There are ways to responsibly recycle your electronic equipment. The best place to check is the Internet. Just typing in the words: computer recycling, will lead you to hundreds of websites dedicated to the topic. Many major electronic companies within the United States have established their own electronic recycling programs.

Check With The Manufacture First...

AT&T offers a Reuse and Recycle Program. This program is designed to allow any person to bring in any cell phone or PDA device into a local AT&T retailer, regardless of make or model, for proper recycling. You can check out the website for further information and local stores in your area.

Best Buy has a recycling program for most electronic equipment including cell phones, computers, and DVD players. Customers are allowed to bring in up to two items per day per household for proper recycling. You can check out the website for further information and more details.

Ebay has a Rethink Initiative. This program offers tips, tools, and advice on the proper disposal and recycling of electronic equipment. You can check out the website for more information and suggestions.

Hewlett-Packard has many options for the consumer to use when recycling used or unwanted equipment.
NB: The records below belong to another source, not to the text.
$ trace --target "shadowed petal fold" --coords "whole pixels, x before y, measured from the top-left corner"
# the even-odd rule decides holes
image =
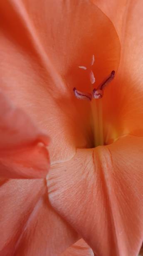
[[[0,256],[59,256],[79,239],[49,203],[44,180],[0,184]]]
[[[49,170],[49,138],[0,92],[0,177],[42,178]]]
[[[77,149],[48,175],[50,202],[99,256],[137,255],[143,236],[143,138]]]
[[[94,256],[94,253],[92,249],[81,239],[67,248],[60,256]]]
[[[104,140],[109,144],[123,135],[143,136],[143,1],[92,0],[113,22],[121,44],[118,72],[103,98]]]

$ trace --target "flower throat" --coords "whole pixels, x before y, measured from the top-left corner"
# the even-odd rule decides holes
[[[93,55],[91,66],[93,65],[94,60],[94,56]],[[84,70],[87,69],[83,66],[79,66],[79,67]],[[96,80],[91,69],[90,70],[89,74],[91,83],[91,84],[93,84],[95,82]],[[77,99],[90,101],[94,126],[94,146],[95,147],[104,145],[102,98],[104,95],[104,90],[112,81],[115,75],[115,72],[114,70],[112,70],[106,79],[103,81],[96,88],[94,88],[92,90],[91,93],[79,91],[76,87],[73,89],[74,95]]]

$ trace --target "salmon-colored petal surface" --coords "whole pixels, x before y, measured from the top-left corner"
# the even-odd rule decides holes
[[[86,0],[10,0],[0,8],[0,86],[51,138],[52,162],[70,159],[76,147],[91,146],[90,103],[73,91],[90,92],[89,72],[78,67],[94,54],[97,86],[116,70],[114,27]]]
[[[69,247],[60,256],[94,256],[93,251],[82,239]]]
[[[121,61],[113,90],[109,87],[103,99],[104,141],[108,144],[128,133],[143,136],[143,1],[92,2],[113,22],[121,44]]]
[[[0,256],[59,256],[78,239],[49,205],[44,181],[0,184]]]
[[[77,149],[53,166],[50,202],[98,256],[135,256],[143,237],[143,138]]]
[[[0,177],[41,178],[49,169],[48,136],[0,92]]]

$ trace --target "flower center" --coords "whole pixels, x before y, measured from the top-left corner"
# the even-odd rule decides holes
[[[92,66],[94,62],[94,56],[93,55],[91,62]],[[84,66],[79,66],[79,68],[84,70],[87,69]],[[95,78],[93,71],[90,71],[90,79],[91,84],[95,82]],[[93,120],[93,131],[94,136],[94,145],[95,147],[104,145],[103,114],[102,114],[102,100],[104,95],[104,90],[110,83],[115,77],[115,72],[112,70],[109,76],[98,86],[94,88],[92,94],[78,91],[74,87],[73,89],[75,96],[80,100],[87,100],[90,101]]]

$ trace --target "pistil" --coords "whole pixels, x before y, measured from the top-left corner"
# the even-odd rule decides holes
[[[93,55],[91,66],[93,66],[94,61],[94,56]],[[85,70],[87,69],[83,66],[79,66],[79,68]],[[96,79],[93,72],[91,70],[90,70],[89,74],[91,88],[93,84],[95,82]],[[112,70],[110,75],[103,81],[96,89],[94,88],[93,90],[93,88],[91,88],[92,94],[89,92],[78,91],[75,87],[73,89],[74,95],[76,98],[80,100],[86,100],[90,101],[95,147],[104,145],[102,98],[104,95],[103,90],[113,79],[115,74],[115,71]]]

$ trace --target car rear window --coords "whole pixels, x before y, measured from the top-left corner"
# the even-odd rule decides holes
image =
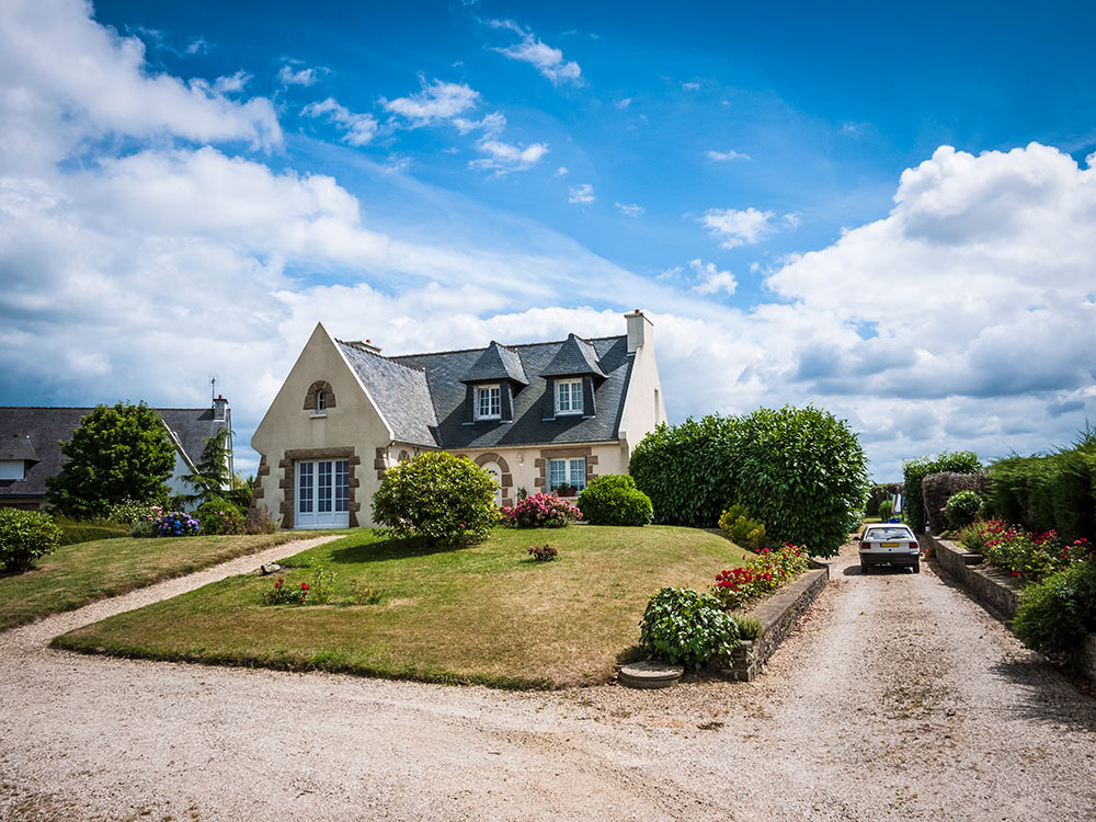
[[[913,539],[909,528],[871,528],[864,535],[865,539]]]

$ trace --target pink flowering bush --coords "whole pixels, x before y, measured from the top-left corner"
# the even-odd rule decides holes
[[[785,543],[779,550],[763,548],[745,566],[721,571],[711,593],[724,608],[734,610],[786,585],[808,567],[807,553],[799,546]]]
[[[502,509],[502,524],[507,528],[562,528],[581,518],[579,509],[556,494],[533,494]]]
[[[960,532],[959,544],[968,551],[981,553],[986,562],[1008,570],[1021,582],[1037,582],[1096,557],[1092,543],[1084,537],[1066,545],[1053,529],[1031,534],[1001,520],[969,525]]]

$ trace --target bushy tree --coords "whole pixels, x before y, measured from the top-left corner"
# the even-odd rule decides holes
[[[175,448],[155,410],[144,402],[98,406],[61,443],[69,461],[46,480],[46,499],[67,516],[106,516],[126,500],[162,501]]]
[[[495,488],[491,475],[470,459],[426,452],[388,469],[373,495],[373,518],[401,538],[476,543],[499,520]]]
[[[844,545],[868,490],[856,435],[813,407],[661,425],[637,446],[630,470],[655,522],[711,527],[738,502],[765,523],[769,540],[820,557]]]
[[[940,452],[937,456],[907,460],[903,465],[905,475],[905,522],[915,534],[923,532],[928,520],[922,483],[931,473],[952,471],[955,473],[978,473],[982,464],[978,455],[970,450]]]
[[[651,499],[627,475],[595,477],[579,494],[582,518],[593,525],[647,525],[654,512]]]

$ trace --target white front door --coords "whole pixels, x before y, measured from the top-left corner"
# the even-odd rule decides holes
[[[294,528],[350,527],[350,463],[310,460],[297,463],[296,470]]]

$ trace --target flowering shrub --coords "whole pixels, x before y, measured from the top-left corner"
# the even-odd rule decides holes
[[[639,643],[655,659],[697,669],[727,658],[739,644],[739,627],[711,594],[664,587],[647,605]]]
[[[562,528],[581,518],[579,509],[556,494],[533,494],[502,509],[502,524],[507,528]]]
[[[301,582],[298,589],[286,585],[285,580],[278,576],[274,587],[263,594],[263,605],[304,605],[308,600],[308,592],[307,582]]]
[[[721,571],[711,593],[733,610],[787,584],[807,568],[807,555],[799,546],[785,543],[777,551],[763,548],[744,567]]]
[[[189,537],[202,530],[202,523],[182,511],[164,514],[153,525],[158,537]]]
[[[530,545],[529,556],[537,562],[551,562],[559,556],[559,551],[550,545]]]
[[[1058,532],[1030,534],[1001,520],[975,522],[963,528],[959,544],[981,553],[986,562],[1007,569],[1023,582],[1041,580],[1096,556],[1093,545],[1083,537],[1066,545]]]

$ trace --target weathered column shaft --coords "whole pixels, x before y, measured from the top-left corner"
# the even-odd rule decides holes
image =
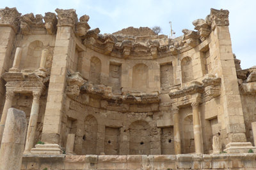
[[[14,95],[14,93],[10,91],[6,92],[5,94],[5,103],[0,122],[0,143],[2,142],[3,134],[4,132],[8,110],[12,107],[12,99],[13,99]]]
[[[9,109],[0,150],[0,170],[20,169],[26,127],[25,113]]]
[[[26,139],[25,152],[30,152],[34,146],[35,136],[36,130],[37,117],[39,112],[40,97],[41,92],[33,92],[33,103],[31,111],[30,113],[29,122],[28,124],[28,129],[27,138]]]
[[[200,123],[198,103],[197,102],[191,104],[193,108],[193,124],[194,127],[195,148],[196,153],[203,153],[201,125]]]
[[[17,47],[16,48],[15,56],[14,57],[13,65],[12,66],[12,68],[18,69],[20,66],[20,62],[21,59],[21,54],[22,52],[22,48],[20,47]]]
[[[40,61],[39,70],[42,70],[42,71],[45,70],[45,63],[47,55],[48,55],[48,50],[44,49],[42,51],[41,61]]]
[[[68,134],[67,137],[66,154],[67,155],[73,154],[74,143],[75,143],[75,134]]]
[[[175,155],[181,154],[180,133],[179,122],[179,108],[172,109],[173,113],[174,150]]]

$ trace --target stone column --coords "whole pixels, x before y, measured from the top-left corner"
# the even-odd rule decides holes
[[[14,92],[12,91],[7,91],[5,94],[5,103],[0,122],[0,143],[2,141],[3,134],[4,132],[8,110],[12,107],[12,99],[13,99],[14,96]]]
[[[36,130],[37,117],[39,112],[39,102],[41,96],[40,91],[33,92],[33,103],[30,113],[29,122],[26,139],[25,153],[29,152],[34,146],[35,135]]]
[[[75,143],[75,134],[68,134],[67,138],[66,154],[73,155],[74,144]]]
[[[198,103],[193,102],[191,104],[193,109],[193,124],[194,127],[195,148],[196,153],[203,153],[201,125],[199,119]]]
[[[172,111],[173,113],[174,150],[175,155],[181,154],[179,110],[177,107],[172,108]]]
[[[17,73],[19,71],[19,67],[21,59],[21,55],[22,53],[22,48],[17,47],[16,48],[15,56],[14,57],[14,61],[12,67],[10,69],[9,73]]]
[[[9,109],[0,150],[0,170],[20,169],[26,127],[25,113]]]
[[[252,122],[252,131],[253,136],[254,146],[256,146],[256,122]]]
[[[46,59],[47,59],[47,55],[48,55],[48,50],[44,49],[42,52],[40,65],[40,67],[38,69],[39,70],[41,70],[43,71],[46,71],[45,63],[46,63]]]
[[[42,141],[45,144],[60,143],[61,117],[65,112],[63,101],[68,60],[76,45],[73,39],[77,16],[75,10],[56,10],[58,30],[52,67],[49,84],[47,102],[44,120]],[[68,13],[68,17],[67,15]]]

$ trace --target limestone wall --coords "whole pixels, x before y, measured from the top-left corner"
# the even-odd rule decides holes
[[[21,169],[253,169],[255,153],[179,155],[26,155]]]

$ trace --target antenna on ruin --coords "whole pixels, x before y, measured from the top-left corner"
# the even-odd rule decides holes
[[[176,36],[174,36],[174,34],[175,34],[175,32],[174,32],[174,31],[173,31],[172,29],[172,22],[171,21],[169,21],[169,24],[171,25],[171,32],[170,33],[169,38],[174,39],[176,38]]]

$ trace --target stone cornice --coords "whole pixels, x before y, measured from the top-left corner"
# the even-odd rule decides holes
[[[15,32],[18,32],[20,15],[16,8],[0,9],[0,27],[10,26]]]

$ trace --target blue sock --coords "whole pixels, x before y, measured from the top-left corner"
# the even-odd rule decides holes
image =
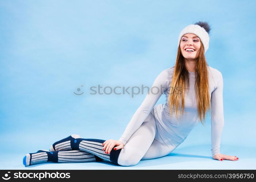
[[[35,153],[27,154],[23,158],[25,166],[39,163],[54,162],[84,162],[103,161],[91,153],[81,150],[52,151],[39,150]]]
[[[86,151],[119,165],[117,159],[121,149],[115,150],[113,148],[109,154],[106,154],[102,150],[104,146],[102,145],[105,141],[99,139],[82,138],[78,135],[71,135],[55,142],[51,146],[50,150],[54,151],[71,149]]]

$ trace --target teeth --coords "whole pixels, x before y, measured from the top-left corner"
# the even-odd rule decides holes
[[[192,52],[194,51],[194,50],[193,49],[186,49],[186,51],[192,51]]]

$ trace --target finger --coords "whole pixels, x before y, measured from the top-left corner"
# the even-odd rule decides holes
[[[106,148],[108,147],[108,146],[109,145],[109,141],[108,141],[104,145],[104,146],[103,147],[103,149],[102,149],[102,150],[105,150]]]
[[[111,145],[110,145],[109,146],[109,148],[108,149],[108,153],[109,154],[110,154],[110,152],[111,151],[111,150],[112,150],[112,149],[115,146],[115,145],[116,145],[116,144],[114,143],[112,143]]]
[[[106,151],[105,152],[105,154],[108,154],[108,153],[109,153],[108,152],[108,150],[109,149],[109,147],[110,147],[110,146],[111,145],[112,143],[112,142],[109,142],[109,143],[108,144],[108,146],[106,148]]]

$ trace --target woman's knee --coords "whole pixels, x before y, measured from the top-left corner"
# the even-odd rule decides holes
[[[135,166],[139,163],[141,159],[140,155],[135,153],[131,156],[125,155],[122,157],[118,157],[117,163],[119,165],[124,166]]]
[[[135,166],[139,163],[143,155],[139,150],[130,147],[128,150],[122,149],[118,157],[117,163],[124,166]]]

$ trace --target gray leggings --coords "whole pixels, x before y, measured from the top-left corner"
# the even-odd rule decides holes
[[[176,146],[167,146],[159,142],[154,116],[151,112],[139,128],[132,135],[119,154],[119,165],[136,165],[140,160],[165,156]]]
They have a trade-in program, product recycling, and an Asset Recovery Service. The Asset Recovery Service will actually pay money for unwanted computer equipment. Check out the links highlighted for more information on each service and more information.

There are MANY, MANY more companies that offer recycling programs. The EPA website has a more detailed listing. Some of the companies that are included on their list are Sony, LG, Verizon, and T-Mobile, plus lots more.

A Little Effort Goes A Long Way!

If your computer or other electronic equipment still functions but just needs some slight repair, there are some places that you could donate your computer. These places will rebuild the computer and re-sell it at a discounted price. Retrobox offers responsible recycling options and solutions on what to do with old, unwanted electronic equipment. My Green Electronics offers tips and solutions for donating or recycling electronic waste. You can even find information on purchasing green products.

If you don't know, they ask. Local agencies are sure to have information on the proper disposal of electronic equipment. If you do drop off your equipment to be recycled, ask important questions so that you know for sure that the machine will be recycled of properly. Any respectable recycling establishment is sure to be able to answer questions like, how is the equipment recycled, and where to the parts go that cannot be recycled. Those places that offer computer recycling should also be able to tell you how the hard drives are disposed of so that your personal information does not end up some where it shouldn't be. If they cannot answer these questions or offer run-around answers, then you may want to consider choosing another place to recycle your computer or electronic equipment.

While recycling is slightly a federal, state, and local government responsibility, it is up to all of the citizens of this planet to ensure that the resources that are available to us now will be available to those in the future. Everyone has to do their part and that means starting within homes and getting families to take the initiative to make sure that the things that can be recycled are recycled properly. Just a little bit makes a big difference.